Definition

The layered structure of the Semantic Web (see http://www.w3.org/2007/03/layerCake.png) adopted by the World Wide Web Consortium W3C includes, among others, the Ontology layer with the web ontology language OWL and the rule layer with the emerging Rule Interchange Format (RIF) http://www.w3.org/TR/rif-fld/ which allows rules to be translated between rule languages. The integration of rules and ontologies aims at developing techniques for interoperability between rules and ontologies in the Semantic Web. This is necessary for rule-based applications to access existing domain ontologies. In most of the proposals the integration is achieved by defining and implementing a new language which is a common extension of a given rule language and a given ontology language, enhancing the expressive power of each of the components. Alternatively, the integration of rules and ontologies may be achieved by designing from scratch one language sufficiently expressive to define both rules and ontologies as well as their combinations.

Historical Background

In the initial phase of the Semantic Web research a significant effort was devoted to defining a language for ontology modeling. In 2004, it resulted in OWL, a family of three ontology languages OWL Lite, OWL DL, and OWL Full, based on Description Logics (DL). Each of them is a subset of the next one. The first two are syntactic variants of expressive description logics with semantics given by translation to formulae of first-order logic with equality. OWL DL (hence also its subsets) is supported by several reasoners. The original intention was to define OWL as a layer on top of RDF Schema which itself can be seen as ontology language. OWL Full, designed to achieve this goal, has a non-standard semantics and is difficult to implement. On the other hand, OWL DL includes a substantial subset of RDF Schema, which is extensively used in ontology definitions.

The importance of rules for web applications is reflected by the rule layer in the Semantic Web architecture. The rules formalisms considered for this layer offer modeling primitives not expressible in OWL. Their integration with OWL would thus enhance the expressive power of the latter.

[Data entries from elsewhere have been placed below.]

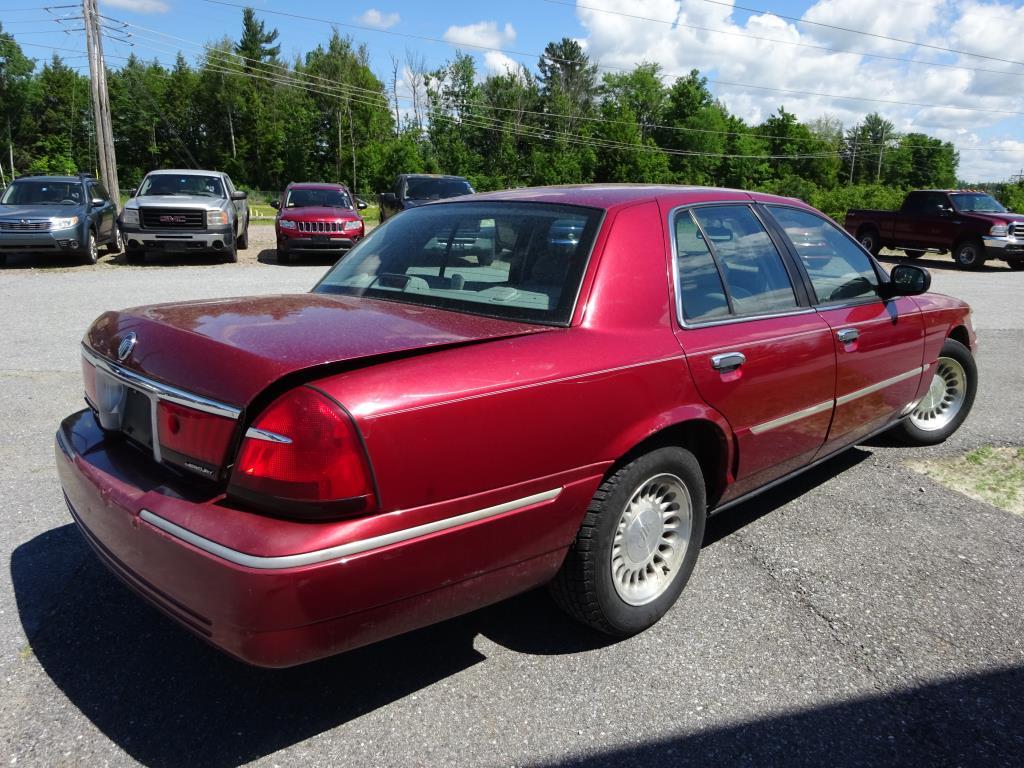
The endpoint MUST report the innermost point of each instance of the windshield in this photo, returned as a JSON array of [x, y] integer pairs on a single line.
[[514, 260], [185, 183], [977, 203], [43, 194], [327, 198], [435, 188]]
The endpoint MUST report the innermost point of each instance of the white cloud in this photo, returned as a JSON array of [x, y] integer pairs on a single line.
[[378, 19], [620, 42], [481, 35], [139, 6]]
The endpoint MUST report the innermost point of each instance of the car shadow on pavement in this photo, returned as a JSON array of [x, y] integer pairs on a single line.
[[972, 720], [169, 699]]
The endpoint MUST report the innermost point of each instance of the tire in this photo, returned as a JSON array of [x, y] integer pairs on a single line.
[[947, 401], [91, 255], [969, 254], [870, 241], [616, 535]]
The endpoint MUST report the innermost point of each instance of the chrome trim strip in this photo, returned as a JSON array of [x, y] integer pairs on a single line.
[[880, 385], [795, 416], [163, 391], [262, 434], [344, 550]]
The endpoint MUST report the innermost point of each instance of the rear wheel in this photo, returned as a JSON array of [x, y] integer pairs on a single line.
[[947, 401], [969, 254], [870, 241], [637, 545]]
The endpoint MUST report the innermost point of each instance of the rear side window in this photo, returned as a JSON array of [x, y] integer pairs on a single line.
[[839, 269]]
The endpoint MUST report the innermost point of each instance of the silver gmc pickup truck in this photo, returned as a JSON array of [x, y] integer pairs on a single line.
[[185, 211]]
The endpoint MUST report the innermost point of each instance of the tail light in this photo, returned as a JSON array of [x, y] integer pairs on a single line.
[[194, 438], [303, 457]]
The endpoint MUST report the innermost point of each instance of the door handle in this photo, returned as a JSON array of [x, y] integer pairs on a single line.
[[728, 360]]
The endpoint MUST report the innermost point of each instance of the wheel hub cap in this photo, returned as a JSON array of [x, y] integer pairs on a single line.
[[651, 539], [944, 397]]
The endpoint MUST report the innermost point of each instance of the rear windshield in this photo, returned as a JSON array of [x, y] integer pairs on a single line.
[[435, 188], [185, 183], [514, 260], [43, 193]]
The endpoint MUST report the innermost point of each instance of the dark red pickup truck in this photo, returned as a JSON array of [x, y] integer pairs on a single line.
[[973, 225]]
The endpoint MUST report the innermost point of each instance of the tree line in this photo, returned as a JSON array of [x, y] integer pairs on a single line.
[[326, 116]]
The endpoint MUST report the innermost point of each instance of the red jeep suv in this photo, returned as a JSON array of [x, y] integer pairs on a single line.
[[316, 217]]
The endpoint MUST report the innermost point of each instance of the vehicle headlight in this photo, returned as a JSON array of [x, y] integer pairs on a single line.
[[64, 223]]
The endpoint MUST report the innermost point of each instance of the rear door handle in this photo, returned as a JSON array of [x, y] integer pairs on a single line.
[[728, 360]]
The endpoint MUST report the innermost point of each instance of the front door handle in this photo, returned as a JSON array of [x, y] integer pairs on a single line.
[[728, 360]]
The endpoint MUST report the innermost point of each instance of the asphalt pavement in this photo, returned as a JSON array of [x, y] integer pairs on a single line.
[[860, 614]]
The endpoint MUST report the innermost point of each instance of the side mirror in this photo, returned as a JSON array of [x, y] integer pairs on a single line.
[[906, 280]]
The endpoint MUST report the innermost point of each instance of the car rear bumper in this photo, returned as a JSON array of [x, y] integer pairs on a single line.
[[301, 591], [214, 239]]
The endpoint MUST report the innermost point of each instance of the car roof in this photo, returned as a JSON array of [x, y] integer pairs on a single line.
[[614, 196]]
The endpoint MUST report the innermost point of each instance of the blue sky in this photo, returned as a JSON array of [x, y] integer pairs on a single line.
[[757, 60]]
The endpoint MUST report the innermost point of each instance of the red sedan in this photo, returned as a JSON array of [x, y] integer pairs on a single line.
[[489, 394], [313, 218]]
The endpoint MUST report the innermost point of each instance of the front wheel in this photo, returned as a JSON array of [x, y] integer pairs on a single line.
[[947, 401], [969, 254], [637, 545]]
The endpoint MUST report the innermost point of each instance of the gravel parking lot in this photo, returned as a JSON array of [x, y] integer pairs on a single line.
[[860, 614]]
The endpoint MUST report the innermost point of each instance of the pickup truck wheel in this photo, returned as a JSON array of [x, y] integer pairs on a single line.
[[969, 254], [869, 240], [947, 401], [91, 255], [117, 244], [637, 546]]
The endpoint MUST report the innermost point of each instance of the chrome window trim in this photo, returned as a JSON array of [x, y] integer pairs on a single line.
[[795, 416], [879, 386], [680, 317], [344, 550]]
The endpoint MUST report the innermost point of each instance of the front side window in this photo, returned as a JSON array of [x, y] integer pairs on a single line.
[[515, 260], [839, 269], [184, 184], [43, 193]]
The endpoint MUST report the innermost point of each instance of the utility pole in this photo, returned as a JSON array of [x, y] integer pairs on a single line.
[[100, 100]]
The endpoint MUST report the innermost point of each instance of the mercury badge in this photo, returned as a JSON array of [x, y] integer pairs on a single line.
[[126, 345]]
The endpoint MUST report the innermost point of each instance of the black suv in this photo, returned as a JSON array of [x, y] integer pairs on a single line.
[[57, 215]]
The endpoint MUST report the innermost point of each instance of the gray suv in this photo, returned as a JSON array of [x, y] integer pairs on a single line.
[[185, 211], [57, 215]]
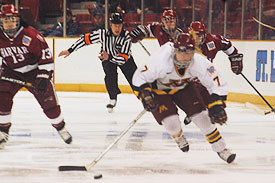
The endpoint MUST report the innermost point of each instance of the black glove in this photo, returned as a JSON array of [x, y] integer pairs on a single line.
[[139, 33], [147, 99], [236, 63], [216, 110]]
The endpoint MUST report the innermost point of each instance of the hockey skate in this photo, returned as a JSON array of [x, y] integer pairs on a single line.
[[111, 105], [3, 139], [65, 135], [226, 155], [182, 143]]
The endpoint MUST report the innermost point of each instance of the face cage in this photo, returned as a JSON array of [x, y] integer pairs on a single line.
[[168, 19], [179, 64], [11, 31], [203, 39]]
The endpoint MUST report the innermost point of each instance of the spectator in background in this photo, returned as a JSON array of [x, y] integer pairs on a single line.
[[98, 22], [57, 29]]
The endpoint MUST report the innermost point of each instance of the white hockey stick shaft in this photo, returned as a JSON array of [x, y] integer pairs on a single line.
[[268, 26], [144, 48], [100, 156], [17, 81]]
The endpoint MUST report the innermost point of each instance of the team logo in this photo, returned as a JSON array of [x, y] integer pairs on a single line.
[[26, 40], [211, 70], [40, 38], [211, 45]]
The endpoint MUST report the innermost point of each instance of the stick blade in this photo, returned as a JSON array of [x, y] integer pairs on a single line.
[[72, 168]]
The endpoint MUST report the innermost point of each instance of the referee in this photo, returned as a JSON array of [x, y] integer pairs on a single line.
[[115, 52]]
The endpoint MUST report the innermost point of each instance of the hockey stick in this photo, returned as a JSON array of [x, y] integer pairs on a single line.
[[272, 109], [100, 156], [144, 48], [268, 26], [12, 80]]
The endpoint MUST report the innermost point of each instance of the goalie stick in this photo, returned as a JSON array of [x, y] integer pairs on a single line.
[[100, 156], [272, 109], [17, 81], [268, 26]]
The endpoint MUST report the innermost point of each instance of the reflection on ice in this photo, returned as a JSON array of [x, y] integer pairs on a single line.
[[145, 154]]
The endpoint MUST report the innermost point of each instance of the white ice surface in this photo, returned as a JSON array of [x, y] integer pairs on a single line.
[[145, 154]]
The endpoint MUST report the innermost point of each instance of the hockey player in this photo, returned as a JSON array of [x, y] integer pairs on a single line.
[[116, 52], [165, 31], [170, 80], [209, 44], [26, 56]]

In contrast to the ontology layer, no standard has been proposed yet for the rule layer. The rule languages proposed for the Semantic Web originate mainly from logic programming (see e.g., [18]). In contrast to OWL DL, they usually adopt the closed world assumption. This means that if a fact cannot be derived from a knowledge base it is concluded to be false. In logic programming, the closed world assumption is implemented by the negation-as-failure rule which returns ¬p on failure to prove a fact p. This is an example of non-monotonic reasoning, not allowed in FOL.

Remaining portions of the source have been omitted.